Schicksal, Aberglaube – nichts für mich.

Aber kann mein Besuch hier bei Jens hier in der Vulkan-Eifel wirklich Zufall sein?

Vor dreizehn (!) Jahren hat die französische Malerin Christiane Peugeot (geboren 6.12.1927) Jens anlässlich der L´art Germanique À Paris ins Centre Culturel eingeladen. Dafür ist er mit neun eigens angefertigten Bronze-Skulpturen in die französische Hauptstadt gereist, die nach der Ausstellung direkt nach Shanghai verschifft wurden. Jens, der leidlich gut französisch spricht, erinnert sich noch gut an die Vernissage: „Steinreiche, steinalte Kunstsammler, die mit wichtiger Kennermiene stundenlang vor jedem Objekt standen und gefachsimpelt haben.“

Christiane Peugeot, mit viel zu viel Goldschmuck behangen, hat ihm ihre gute Freundin Madame Dubois vorgestellt. „Die war damals auch schon um die achtzig.“ Groß, schlank, stolze Haltung und durchdringender Blick. „Ehrlich gesagt, hat mich noch nie jemand so fasziniert und gleichzeitig so eingeschüchtert.“

Madame Dubois, sagt Jens, hätte ihn in akzentfreiem Deutsch beauftragt, die fünf bekanntesten Helden der griechischen Mythologie zu entwerfen. Und sie wollte einen zwei Meter großen Minotaurus. Natürlich alles aus Bronze.
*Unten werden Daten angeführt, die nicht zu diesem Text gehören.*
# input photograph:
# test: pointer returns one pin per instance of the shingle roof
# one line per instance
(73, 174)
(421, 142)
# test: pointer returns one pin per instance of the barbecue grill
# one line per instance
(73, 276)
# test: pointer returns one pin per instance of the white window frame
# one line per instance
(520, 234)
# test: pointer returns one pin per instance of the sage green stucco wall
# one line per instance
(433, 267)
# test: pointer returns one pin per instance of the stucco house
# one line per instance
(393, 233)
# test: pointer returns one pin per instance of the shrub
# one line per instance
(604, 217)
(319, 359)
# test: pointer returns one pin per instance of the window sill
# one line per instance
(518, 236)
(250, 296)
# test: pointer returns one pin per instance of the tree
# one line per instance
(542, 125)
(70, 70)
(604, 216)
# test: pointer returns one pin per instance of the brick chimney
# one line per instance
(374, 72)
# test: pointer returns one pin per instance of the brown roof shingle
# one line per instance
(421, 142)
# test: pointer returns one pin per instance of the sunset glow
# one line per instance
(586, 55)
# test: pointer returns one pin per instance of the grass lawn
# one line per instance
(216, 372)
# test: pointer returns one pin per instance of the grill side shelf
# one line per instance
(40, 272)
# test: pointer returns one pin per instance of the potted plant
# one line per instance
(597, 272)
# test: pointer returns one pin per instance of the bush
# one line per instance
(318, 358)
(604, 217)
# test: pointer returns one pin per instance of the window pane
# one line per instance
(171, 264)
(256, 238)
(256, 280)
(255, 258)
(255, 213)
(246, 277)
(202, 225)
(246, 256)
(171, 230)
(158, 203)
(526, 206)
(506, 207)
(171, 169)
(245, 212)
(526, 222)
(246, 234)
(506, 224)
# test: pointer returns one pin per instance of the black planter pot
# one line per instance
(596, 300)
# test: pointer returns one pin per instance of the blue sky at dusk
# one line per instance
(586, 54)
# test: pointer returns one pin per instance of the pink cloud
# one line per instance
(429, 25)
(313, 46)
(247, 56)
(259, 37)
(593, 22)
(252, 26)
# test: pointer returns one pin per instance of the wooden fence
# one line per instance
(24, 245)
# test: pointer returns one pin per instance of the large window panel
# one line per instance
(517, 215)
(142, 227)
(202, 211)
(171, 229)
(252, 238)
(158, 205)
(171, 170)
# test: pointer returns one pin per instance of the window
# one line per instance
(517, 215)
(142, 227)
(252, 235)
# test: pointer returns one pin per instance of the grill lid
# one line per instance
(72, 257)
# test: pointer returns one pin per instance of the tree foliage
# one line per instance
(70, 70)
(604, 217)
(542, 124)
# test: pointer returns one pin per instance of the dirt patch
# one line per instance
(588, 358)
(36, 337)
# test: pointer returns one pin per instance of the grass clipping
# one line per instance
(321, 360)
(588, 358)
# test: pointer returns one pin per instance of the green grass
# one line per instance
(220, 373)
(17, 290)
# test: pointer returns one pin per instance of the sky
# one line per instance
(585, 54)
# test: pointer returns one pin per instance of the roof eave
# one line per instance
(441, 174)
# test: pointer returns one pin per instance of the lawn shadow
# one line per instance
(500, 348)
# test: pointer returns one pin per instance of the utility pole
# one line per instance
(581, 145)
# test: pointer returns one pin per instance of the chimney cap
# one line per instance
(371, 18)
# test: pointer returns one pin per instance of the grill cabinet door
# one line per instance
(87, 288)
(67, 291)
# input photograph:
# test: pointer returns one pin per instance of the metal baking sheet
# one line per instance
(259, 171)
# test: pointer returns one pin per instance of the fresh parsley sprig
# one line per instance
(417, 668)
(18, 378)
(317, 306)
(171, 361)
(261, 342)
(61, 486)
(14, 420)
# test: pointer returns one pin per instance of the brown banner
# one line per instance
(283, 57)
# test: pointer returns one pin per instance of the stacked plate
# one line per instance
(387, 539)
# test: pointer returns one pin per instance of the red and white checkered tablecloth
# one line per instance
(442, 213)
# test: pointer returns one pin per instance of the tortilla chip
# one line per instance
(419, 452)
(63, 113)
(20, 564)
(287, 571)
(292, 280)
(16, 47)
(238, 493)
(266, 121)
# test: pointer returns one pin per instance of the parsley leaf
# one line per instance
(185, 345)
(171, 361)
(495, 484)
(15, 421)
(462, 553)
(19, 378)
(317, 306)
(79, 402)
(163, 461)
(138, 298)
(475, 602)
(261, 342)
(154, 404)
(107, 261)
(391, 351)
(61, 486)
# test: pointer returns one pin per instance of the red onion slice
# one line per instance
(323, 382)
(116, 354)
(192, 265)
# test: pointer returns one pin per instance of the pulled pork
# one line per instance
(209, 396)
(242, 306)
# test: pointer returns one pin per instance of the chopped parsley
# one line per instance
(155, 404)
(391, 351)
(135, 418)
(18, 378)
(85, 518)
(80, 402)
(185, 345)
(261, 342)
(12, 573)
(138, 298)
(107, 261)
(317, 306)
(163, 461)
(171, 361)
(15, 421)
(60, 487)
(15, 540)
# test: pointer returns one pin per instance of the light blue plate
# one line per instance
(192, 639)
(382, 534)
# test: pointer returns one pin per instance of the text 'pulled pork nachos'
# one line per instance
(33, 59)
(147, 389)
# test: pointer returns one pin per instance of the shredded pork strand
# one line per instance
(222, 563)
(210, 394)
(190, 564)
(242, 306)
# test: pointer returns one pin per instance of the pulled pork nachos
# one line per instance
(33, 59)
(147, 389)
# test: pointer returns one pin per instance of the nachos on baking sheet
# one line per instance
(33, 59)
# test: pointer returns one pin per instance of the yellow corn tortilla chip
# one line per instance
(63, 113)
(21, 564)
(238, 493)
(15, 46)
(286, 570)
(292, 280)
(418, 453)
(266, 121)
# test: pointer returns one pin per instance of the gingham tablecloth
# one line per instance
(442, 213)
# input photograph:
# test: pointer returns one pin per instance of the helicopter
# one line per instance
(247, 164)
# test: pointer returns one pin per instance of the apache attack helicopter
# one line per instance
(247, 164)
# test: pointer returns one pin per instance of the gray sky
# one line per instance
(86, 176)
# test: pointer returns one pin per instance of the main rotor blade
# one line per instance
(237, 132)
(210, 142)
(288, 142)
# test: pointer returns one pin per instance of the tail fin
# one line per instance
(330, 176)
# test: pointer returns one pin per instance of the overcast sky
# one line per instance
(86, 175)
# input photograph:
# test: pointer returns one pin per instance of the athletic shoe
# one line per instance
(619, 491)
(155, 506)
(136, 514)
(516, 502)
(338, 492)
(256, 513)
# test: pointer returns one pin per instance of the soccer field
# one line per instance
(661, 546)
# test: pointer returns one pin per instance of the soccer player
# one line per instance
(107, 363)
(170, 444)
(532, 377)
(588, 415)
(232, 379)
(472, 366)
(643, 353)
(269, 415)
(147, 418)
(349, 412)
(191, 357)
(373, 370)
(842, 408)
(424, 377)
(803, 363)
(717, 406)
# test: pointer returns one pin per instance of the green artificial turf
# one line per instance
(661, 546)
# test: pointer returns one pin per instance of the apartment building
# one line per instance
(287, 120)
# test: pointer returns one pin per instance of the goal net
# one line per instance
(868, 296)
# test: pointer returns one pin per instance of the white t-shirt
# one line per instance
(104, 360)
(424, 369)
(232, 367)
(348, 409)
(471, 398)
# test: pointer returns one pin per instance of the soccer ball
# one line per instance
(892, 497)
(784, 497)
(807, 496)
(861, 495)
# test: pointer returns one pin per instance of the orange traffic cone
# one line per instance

Zwei Tage nach der Vernissage hat sie Jens dann auf ihr hochherrschaftliches Anwesen in der Nähe von Cassis eingeladen, am Tag darauf sind sie im Privatjet noch nach Strasbourg – da sollte der Minotaurus stehen und Madame Dubois wollte, dass der Künstler sich auch da inspirieren ließ. Die Villa in der Provence sei ein ehemaliges Weingut in einem gigantischen Park gewesen. „Das Penthouse im Zentrum von Strasbourg hat mich mindestens genauso umgehauen.“

Viereinhalb Jahre hat er für die Fertigstellung aller Figuren gebraucht. Das Geld hatte Madame im Vorfeld bezahlt. Gesehen oder gesprochen hat er sie nach seinem Besuch bei ihr nie wieder, weil sie das Geschäft über ihren Galeristen abgewickelt hat. Madame Dubois hat den Erhalt der Figuren nie bestätigt. Bestätigen können. Denn sie hat sie nie bekommen. Weil alle Figuren bei einem Brand zerstört wurden. Angeblich. „Der Galerist, über den die Auslieferung laufen sollte, wird seitdem von Interpol gesucht.“

Wilde Geschichte. Immerhin habe ich jetzt drei Ansatzpunkte.